- The hop cyst nematode, Heterodera humuli Filipjev, 1934 was
first reported from Europe in 1894, however, very little is known
with respect to the biology and economic importance of this pest.
Abundant material from Oregon hop yards provided an excellent
opportunity to add additional details concerning the bionomics of this
pest, and from the taxonomic viewpoint, to amend the existing
descriptions of larvae and males.
Second -stage larvae (larvae that hatch from eggs) were reared
at various temperatures on hop plants (Humulus lupulus L. ) to determine
the length of time needed to complete a life - cycle. As the
temperature increased, time required to complete a life -cycle
decreased and vice versa. No development took place beyond 80 °F.
Thirty different kinds of plants were tested to determine their
susceptibility to H. humuli. Host range of this nematode was noted
to be predominently in the Urticaceae family. H. humuli also will
infect plants in Cruciferae, Cucurbitaceae, Leguminosae and
Tests to determine the effect of temperature, moisture and soil
upon the survival of the nematode indicated that H. humuli stored in
wet soil withstood the longest storage period. Nematodes stored at
15 °C survived longer than storage in other temperatures.
Twenty -three chemicals, consisting of acids, alcohols, amino
acids, esters and lactones, heterocycles, phenols, miscellaneous
organic and inorganic compounds were tested to investigate hatching
stimuli. Highest hatch was obtained by urea (1840 larvae were
liberated) and lowest by n -butyl alcohol (25 larvae were liberated).

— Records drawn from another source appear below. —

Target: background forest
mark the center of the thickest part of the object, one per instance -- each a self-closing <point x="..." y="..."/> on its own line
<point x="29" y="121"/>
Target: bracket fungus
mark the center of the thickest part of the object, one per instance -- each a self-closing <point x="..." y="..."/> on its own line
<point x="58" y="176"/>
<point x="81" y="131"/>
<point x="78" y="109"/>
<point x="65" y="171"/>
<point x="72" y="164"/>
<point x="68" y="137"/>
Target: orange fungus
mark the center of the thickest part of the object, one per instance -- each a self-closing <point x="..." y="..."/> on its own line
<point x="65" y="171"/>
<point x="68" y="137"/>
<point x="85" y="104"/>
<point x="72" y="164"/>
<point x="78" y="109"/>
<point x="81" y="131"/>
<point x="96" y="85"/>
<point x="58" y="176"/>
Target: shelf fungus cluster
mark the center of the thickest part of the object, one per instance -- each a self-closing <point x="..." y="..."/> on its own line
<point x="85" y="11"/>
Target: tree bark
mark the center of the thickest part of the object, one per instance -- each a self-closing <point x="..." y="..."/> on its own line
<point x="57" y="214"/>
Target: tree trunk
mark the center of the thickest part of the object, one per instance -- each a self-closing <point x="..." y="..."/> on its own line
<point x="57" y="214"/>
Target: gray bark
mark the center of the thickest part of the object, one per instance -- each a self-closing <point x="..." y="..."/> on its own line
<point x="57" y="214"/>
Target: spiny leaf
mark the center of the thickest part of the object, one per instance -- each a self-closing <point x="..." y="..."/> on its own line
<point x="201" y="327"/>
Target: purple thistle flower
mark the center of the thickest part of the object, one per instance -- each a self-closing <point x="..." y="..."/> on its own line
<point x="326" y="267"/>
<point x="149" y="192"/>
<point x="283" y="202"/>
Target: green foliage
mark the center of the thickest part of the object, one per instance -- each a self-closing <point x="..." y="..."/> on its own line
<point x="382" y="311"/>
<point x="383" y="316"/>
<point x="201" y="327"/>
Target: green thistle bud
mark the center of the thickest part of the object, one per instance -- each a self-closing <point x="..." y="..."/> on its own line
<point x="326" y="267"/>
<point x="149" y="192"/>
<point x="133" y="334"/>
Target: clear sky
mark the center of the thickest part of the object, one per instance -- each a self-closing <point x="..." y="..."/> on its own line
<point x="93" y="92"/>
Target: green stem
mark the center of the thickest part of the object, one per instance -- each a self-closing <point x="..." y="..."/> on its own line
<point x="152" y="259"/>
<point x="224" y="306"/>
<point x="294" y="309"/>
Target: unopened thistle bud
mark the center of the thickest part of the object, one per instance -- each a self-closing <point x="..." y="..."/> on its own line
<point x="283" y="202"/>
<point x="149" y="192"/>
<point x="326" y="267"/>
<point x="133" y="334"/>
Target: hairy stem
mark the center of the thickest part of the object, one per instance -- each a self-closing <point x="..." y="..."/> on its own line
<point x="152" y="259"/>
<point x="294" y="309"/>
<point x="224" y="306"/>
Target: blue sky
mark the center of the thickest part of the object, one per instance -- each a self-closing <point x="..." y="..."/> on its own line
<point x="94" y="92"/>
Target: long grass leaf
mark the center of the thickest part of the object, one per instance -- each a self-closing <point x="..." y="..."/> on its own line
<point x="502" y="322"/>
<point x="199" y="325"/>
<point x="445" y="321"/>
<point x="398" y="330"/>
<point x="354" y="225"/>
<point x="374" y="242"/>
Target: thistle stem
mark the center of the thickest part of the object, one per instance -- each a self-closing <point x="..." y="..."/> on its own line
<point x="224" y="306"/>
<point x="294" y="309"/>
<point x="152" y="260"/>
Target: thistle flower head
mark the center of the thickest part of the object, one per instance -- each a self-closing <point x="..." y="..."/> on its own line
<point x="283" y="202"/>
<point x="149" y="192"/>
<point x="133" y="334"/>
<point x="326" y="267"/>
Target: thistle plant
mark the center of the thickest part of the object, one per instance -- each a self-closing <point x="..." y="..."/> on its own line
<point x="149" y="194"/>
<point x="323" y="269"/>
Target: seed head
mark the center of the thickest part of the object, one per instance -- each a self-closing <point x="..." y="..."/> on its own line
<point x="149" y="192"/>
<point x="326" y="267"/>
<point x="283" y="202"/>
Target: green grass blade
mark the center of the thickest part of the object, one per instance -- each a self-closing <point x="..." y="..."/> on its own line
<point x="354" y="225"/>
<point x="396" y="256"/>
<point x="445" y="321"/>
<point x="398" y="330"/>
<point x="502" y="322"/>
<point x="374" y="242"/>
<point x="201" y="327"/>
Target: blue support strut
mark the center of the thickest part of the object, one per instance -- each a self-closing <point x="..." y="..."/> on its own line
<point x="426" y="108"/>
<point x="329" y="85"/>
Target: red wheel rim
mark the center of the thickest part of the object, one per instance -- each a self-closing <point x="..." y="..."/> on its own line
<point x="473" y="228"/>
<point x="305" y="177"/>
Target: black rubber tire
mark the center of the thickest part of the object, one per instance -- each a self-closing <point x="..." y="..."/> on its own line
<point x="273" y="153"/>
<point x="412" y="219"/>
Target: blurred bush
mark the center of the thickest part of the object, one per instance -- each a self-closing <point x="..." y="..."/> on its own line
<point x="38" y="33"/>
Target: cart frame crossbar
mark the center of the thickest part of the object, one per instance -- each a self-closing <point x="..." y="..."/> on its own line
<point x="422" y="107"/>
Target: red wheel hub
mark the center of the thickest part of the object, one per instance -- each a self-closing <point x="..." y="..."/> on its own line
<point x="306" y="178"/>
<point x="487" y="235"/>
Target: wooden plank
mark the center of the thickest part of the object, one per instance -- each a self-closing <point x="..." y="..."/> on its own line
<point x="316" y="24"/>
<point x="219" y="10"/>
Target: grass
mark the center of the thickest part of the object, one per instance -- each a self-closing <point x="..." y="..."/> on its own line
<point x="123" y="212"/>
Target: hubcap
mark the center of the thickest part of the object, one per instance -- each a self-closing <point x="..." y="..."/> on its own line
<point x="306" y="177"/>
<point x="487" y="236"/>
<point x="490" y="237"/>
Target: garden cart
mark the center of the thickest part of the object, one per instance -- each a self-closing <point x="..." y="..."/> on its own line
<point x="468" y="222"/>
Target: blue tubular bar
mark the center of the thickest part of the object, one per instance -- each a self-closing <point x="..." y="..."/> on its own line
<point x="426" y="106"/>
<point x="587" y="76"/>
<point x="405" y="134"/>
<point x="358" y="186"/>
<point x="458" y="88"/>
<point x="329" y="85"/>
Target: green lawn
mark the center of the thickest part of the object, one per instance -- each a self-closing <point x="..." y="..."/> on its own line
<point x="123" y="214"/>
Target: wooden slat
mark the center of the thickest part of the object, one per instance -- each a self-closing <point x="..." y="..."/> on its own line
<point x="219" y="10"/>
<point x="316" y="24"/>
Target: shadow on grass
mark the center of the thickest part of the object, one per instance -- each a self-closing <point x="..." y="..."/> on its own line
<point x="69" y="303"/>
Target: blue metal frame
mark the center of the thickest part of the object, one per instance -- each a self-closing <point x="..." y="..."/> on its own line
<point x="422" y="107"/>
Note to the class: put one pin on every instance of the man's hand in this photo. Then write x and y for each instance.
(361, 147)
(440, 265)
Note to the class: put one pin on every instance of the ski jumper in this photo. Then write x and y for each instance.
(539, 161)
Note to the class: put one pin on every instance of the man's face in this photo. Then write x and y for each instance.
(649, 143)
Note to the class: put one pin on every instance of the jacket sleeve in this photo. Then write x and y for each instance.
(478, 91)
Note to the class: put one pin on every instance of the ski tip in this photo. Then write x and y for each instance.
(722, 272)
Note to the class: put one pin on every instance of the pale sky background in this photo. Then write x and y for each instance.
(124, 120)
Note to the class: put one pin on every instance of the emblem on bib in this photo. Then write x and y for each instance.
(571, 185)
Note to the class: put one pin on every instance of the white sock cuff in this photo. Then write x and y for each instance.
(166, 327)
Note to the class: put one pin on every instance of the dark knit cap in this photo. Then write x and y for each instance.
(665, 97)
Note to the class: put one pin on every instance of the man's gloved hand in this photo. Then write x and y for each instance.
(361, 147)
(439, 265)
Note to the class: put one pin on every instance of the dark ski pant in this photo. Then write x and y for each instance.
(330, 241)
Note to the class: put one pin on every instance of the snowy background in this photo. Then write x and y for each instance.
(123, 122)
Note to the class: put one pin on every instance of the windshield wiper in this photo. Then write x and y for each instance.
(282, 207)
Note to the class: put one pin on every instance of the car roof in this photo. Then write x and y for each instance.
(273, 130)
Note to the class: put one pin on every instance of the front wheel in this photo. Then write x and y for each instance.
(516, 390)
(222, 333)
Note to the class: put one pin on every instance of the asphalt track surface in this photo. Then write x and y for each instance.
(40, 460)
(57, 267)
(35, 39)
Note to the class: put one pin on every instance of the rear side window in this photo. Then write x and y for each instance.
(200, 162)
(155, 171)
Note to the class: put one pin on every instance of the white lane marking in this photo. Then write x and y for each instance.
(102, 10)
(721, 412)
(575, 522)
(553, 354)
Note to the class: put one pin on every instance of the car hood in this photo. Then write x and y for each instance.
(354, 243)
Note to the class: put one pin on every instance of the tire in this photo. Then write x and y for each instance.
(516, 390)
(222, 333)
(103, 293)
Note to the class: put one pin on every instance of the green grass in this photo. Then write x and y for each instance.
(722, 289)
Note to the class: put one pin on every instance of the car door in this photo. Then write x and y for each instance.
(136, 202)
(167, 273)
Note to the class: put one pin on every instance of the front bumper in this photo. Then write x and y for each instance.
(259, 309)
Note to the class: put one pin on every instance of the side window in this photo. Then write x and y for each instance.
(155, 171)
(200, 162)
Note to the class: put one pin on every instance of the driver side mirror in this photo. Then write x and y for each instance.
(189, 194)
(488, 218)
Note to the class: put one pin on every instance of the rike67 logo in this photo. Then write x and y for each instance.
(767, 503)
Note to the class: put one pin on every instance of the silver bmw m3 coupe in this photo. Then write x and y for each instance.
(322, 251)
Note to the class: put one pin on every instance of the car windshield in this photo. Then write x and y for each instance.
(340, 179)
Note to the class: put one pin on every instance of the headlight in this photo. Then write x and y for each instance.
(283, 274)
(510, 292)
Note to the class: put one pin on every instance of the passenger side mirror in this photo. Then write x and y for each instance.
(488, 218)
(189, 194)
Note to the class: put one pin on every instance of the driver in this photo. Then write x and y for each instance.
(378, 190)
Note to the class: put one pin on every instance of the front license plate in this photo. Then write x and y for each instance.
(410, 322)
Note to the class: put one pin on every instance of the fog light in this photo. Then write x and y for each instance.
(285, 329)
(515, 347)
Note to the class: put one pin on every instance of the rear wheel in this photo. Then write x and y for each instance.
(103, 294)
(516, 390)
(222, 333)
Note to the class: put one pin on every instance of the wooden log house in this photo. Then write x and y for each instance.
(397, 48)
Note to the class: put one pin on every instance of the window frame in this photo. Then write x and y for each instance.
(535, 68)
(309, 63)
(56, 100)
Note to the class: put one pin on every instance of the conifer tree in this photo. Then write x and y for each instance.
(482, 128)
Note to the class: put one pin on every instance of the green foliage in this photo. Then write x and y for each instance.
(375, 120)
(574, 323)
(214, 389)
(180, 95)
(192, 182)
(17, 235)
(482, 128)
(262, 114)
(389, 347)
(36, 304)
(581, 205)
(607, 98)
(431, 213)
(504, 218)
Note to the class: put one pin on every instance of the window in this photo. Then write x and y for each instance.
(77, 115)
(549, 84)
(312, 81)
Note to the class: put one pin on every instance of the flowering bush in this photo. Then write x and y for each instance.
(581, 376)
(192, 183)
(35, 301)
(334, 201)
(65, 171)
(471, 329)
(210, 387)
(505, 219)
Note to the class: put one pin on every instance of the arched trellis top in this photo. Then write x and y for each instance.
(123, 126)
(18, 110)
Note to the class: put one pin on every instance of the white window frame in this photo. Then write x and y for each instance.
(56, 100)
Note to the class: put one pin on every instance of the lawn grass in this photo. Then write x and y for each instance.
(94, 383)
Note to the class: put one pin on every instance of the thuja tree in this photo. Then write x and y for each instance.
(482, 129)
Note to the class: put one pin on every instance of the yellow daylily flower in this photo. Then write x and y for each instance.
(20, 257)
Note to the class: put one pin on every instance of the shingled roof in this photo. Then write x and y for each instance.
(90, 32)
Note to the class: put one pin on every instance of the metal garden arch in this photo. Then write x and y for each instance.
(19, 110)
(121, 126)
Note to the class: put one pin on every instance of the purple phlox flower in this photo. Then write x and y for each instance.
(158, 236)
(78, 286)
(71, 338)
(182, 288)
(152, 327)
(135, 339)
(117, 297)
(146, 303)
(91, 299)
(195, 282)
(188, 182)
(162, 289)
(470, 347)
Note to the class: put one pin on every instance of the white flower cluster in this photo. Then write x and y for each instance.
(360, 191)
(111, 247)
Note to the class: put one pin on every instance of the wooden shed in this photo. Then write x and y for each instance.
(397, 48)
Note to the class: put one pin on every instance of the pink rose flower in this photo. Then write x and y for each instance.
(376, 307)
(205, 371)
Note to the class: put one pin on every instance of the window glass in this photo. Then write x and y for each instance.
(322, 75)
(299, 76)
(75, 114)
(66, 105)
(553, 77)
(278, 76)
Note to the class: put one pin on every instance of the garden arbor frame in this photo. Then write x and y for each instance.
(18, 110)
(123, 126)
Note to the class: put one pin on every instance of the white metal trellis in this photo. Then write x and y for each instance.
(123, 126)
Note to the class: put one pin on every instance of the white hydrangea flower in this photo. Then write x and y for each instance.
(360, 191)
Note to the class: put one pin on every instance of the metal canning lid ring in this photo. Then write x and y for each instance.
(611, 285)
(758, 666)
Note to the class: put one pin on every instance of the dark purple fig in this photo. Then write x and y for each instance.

Ascorbic acid, citric acid, pyruvic acid and thiourea also had an
efficient hatching effect. Inorganic compounds were poor hatching
stimulators. It also was observed that a pH range of 5 to 7. 5 was
suitable for H. humuli larval emergence.
Tests to determine the relation between growth of hop seedlings
and density of H. humuli indicated that the tolerance limit of hop
seedlings to H. humuli is between 50 and 100 eggs per gram of soil.
The effect of different population levels of H. humuli on cyst production
indicated that the number of cysts increased at every inoculum
level. Ratio of increase at highest inoculum level (256 cysts), however,
was only 1.47, while lowest inoculum level (1 cyst) was 4.
Highest ratio of increase (13.2) was obtained at the inoculum level of 16 cysts.
Initial egg numbers (empty eggs) appeared to be directly
correlated with the number of larvae that hatched over a period of
time, and that had taken part in plant invasion. Approximately 34
empty eggs per cyst disappeared during the eight month storage
Bionomical investigation conducted in controlled environments
indicate that the hop cyst nematode is well adapted to the climatic and
edaphic conditions of Western Oregon hop yards. Serious injury to
Oregon hops does not appear imminent because the population density
in the hops does not approach the level required to produce the
symptoms observed in the greenhouse. Since hop crowns lie dormant
for several weeks each year and weed control measures destroy
alternate hosts, destruction by H. humuli is impeded.